Official implementation for the paper A Unified One-Shot Prosody and Speaker Conversion System with Self-Supervised Discrete Speech Units.
Submitted to ICASSP 2023.
Audio samples/demo for our system can be accessed here

Setup environment

See setup.sh for details of package installation (especially if you have problem on installing textless-lib). I used 1.12.1 for pytorch and 1.7.7 for pytorch lightning. No guarantee for the compatability of other versions.

Get Vocoder

We use the pretrained HiFi-GAN vocoder. Download the Universal-V1 version from the repo and put the checkpoints at vocoder/cp_hifigan/

Dataset preprocessing (for training)

Here we show an example of preprocessing VCTK, which you can adjust to your own dataset.

Download VCTK dataset from here
Run the below commands to preprocess speech units, pitch, 22k melspectrogram, energy, 16k-resampled speech:

mkdir -p features/VCTK
python s2u.py --VCTK --datadir VCTK_DIR --outdir features/VCTK --with_pitch_unit

The operation is time-consuming due to iterative pitch extraction from textless-lib.

Run the below command to generate training and validation splits, you can adjust the script to your own dataset:

mkdir datasets
python make_data_vctk.py

This will output two file: datasets/train_vctk.txt and datasets/valid_vctk.txt contains filelists for training and validation.

Training

We provide the below command as an example, change the arguments according to your dataset:

mkdir ckpt
python train.py --saving_path ckpt/ \
                --training_step 70000 \
                --batch_size 200 \
                --check_val_every_n_epoch 5 \
                --traintxt datasets/train_vctk.txt \
                --validtxt datasets/valid_vctk.txt \
                [--distributed]

--distributed if you are training with multiple GPUs
--check_val_every_n_epoch: Eval every n epoch
--training_step: Total training step (generator + discriminator)

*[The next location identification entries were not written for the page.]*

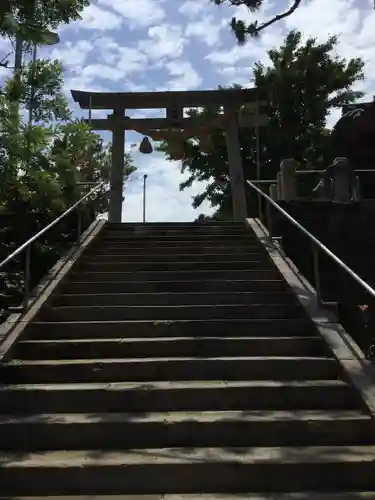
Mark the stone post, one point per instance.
(273, 192)
(237, 180)
(117, 168)
(278, 186)
(288, 169)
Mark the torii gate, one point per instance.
(232, 101)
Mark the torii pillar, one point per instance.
(116, 180)
(174, 102)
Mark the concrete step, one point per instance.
(172, 470)
(171, 299)
(180, 238)
(77, 285)
(180, 328)
(304, 495)
(181, 227)
(267, 273)
(177, 257)
(91, 266)
(100, 248)
(120, 431)
(171, 313)
(159, 369)
(179, 233)
(178, 396)
(170, 347)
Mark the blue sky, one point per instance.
(147, 45)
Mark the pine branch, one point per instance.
(279, 17)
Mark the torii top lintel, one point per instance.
(154, 100)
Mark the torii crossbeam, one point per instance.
(232, 101)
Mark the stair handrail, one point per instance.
(317, 245)
(27, 245)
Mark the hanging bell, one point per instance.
(176, 148)
(145, 146)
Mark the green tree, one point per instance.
(243, 31)
(30, 18)
(46, 165)
(304, 81)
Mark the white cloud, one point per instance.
(101, 71)
(206, 31)
(192, 8)
(165, 202)
(163, 41)
(138, 12)
(73, 55)
(96, 18)
(185, 76)
(131, 60)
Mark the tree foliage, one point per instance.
(45, 167)
(243, 31)
(303, 81)
(30, 18)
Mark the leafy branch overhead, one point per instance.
(306, 80)
(241, 30)
(29, 18)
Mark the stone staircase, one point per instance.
(175, 360)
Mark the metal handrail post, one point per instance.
(318, 245)
(28, 244)
(26, 285)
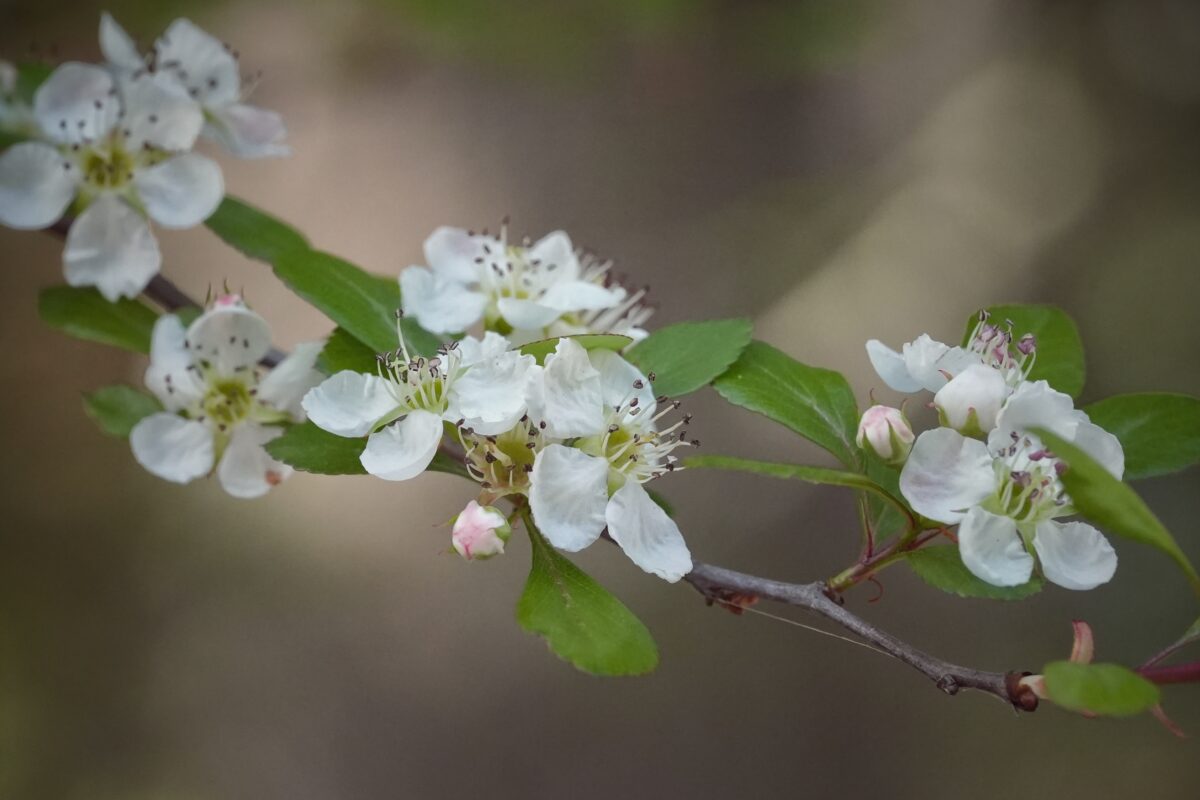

Tensorboard logging will be in logs/RV or LOG_DIR/RV if you specify --logdir LOG_DIR.

Inference

We provide examples for synthesis of the system in inference.py, you can adjust this script to your own usage. Example to run inference.py:

python inference.py --result_dir ./samples --ckpt CKPT_PATH --config CONFIG_PATH --metapath META_PATH

--ckpt: .ckpt file that is generated during training, or from the pretrained checkpoints
--config: .json file that is generated at the start of the training, or from the pretrained checkpoints
--result_dir: Your desired output directory for the samples, will create subdirectory for different conversions
--metapath: The txt file contains the source and target speech paths, see eval.txt for an example.

The filenames will be {source_wav_name}--{target_wav_name}.wav. For examples of passing original pitch, energy instead of reconstructed, see inference_exact_pitch.py with the same arguments.

Pretrained checkpoints

We provide checkpoints pretrained sperately on VCTK and (LibriTTS-360h + VCTK + ESD). The model is a little bit large since it contains all the training and optimizer states.

For ethical concerns, the discriminator is also in the checkpoint to distinguish fake from true speech.